Я трепал пальцами Ветку по загривку, сверху заиндевелому, но в глуби до того пушистому, ласковому, что не хотелось из него и пальцы вынимать. Хнырь поднялся, потянулся, зевнул, с таким сладким подвывом, что дядя Миша, оглянувшись, заругался:
— Эк дерет пасть, окаянный! Ты недолго тут с имя. Oнe рады-прерады к человеку прилипнуть.
Ветка, было уронившая хвост, как только стукнула дверь избушки, снова его закренделила, просительно пикнула: извини, дескать, хозяина за грубое обращение, не понимает он души нашей. Хнырь повалялся в снегу и, не отряхнувшись, грубо, по-мужицки навалился мне на грудь, преданно ляпнул в лицо горячим языком. Я сгреб его в беремя, завалил, придавил. Ветка, стоная от восторга, налетела сверху, с боков хватала меня за одежду, Хныря за шерсть. Хнырь не умел сдерживать чувств, хватко хапал зубами за что попало, рычал, бурлил горлом, понарошку сердясь на нас.
— Ну, будет, будет, дурни! — успокаивал я собак. И они послушно унялись, присели по обе стороны от меня. Я погладил их остывающие головы, они пытались уцепить языком мои ладони. — Надурелись, наигрались! Ах вы дурни, дурни!
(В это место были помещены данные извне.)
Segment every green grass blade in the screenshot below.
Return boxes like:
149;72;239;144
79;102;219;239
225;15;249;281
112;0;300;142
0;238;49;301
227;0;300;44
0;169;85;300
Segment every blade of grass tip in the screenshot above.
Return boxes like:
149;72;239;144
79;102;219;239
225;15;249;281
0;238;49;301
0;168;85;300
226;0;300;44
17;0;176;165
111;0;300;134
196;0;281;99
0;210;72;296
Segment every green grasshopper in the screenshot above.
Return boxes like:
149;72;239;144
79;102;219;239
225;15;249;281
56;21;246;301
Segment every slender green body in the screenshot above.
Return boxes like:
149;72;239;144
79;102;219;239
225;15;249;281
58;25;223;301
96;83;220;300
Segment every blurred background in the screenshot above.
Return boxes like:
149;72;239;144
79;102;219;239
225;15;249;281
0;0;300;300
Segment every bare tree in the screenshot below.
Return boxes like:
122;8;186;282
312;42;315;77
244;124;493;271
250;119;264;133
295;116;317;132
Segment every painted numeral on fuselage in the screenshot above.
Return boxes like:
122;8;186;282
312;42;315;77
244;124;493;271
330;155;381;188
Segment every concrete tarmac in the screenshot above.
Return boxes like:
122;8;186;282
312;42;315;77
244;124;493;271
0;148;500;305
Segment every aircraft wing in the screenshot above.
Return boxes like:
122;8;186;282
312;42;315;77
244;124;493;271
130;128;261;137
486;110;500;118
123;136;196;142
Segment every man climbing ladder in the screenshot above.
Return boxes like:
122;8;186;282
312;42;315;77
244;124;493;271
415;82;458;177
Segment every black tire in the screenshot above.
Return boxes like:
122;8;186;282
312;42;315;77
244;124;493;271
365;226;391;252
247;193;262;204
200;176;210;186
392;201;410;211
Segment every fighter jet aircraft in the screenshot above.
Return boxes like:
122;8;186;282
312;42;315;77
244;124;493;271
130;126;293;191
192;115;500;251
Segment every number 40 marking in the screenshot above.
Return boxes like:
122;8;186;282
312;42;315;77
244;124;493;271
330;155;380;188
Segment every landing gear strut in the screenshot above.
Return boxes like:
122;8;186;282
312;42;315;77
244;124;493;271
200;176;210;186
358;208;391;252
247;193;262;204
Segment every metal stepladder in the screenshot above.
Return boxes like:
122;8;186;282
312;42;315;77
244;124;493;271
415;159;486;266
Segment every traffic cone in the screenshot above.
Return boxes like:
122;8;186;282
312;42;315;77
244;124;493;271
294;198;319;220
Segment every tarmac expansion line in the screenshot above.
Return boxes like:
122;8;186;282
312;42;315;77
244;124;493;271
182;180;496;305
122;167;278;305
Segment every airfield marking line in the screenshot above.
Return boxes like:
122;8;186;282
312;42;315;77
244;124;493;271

А сам все смотрел, все слушал, внимая редкостной в нынешней моей городской жизни притаенности природы, все более светлеющей, торжественной ночи, в которую так любят ворожить сельские девушки, гадать, что ждет их впереди и какой жених явится из волшебного ночного свету — хорошо бы кучерявый, в вышитой рубахе, подпоясанный крашеной опояской. Звезды и месяц, как бы примерившись к месту на небо, посветив земле и людям, правившим хозяйские дола, отдалились в вышину, сделались отчужденными в своей неземной красоте. На них никогда не надоедает смотреть, боязливо дивиться их строгому свету, благоговеть перед нетленным величием гостей ли, хозяев вышних, чувствовать серьезность ихней жизни, непреодолимость небесной тайны и ужиматься в себе от малости своей под этим остывающим небом, все шире заковывающим себя в жестяные, а ближе к месяцу — серебряные латы.
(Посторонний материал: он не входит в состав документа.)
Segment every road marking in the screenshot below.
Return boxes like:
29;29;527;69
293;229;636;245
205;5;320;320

Нет, нет, еще не хрусткой зимой, не лютыми морозами веет с неба. Оно лишь полнится предчувствием зимы и морозов. Белка уже выкунела и этой ночью бегает по снежку, летает с ветки на ветку, то ли играя в тайной тишине ночи, то ли кормясь. Вот выпугнула из теплой ели рябчика, и он метнулся в одну сторону, белка в другую, цокнула, жогнула отрывисто и успокоилась. Рябчик фуркнул крыльями, нырнул в обогретую ель, перебираясь пальчиками по сучку, залез в гущу хвои, прижался к живому стволу дерева, утянул шею в сдобренные пухом перья, угрелся, устроился и дремно смежил глаза, коротая долгую ночь в сторожком сне.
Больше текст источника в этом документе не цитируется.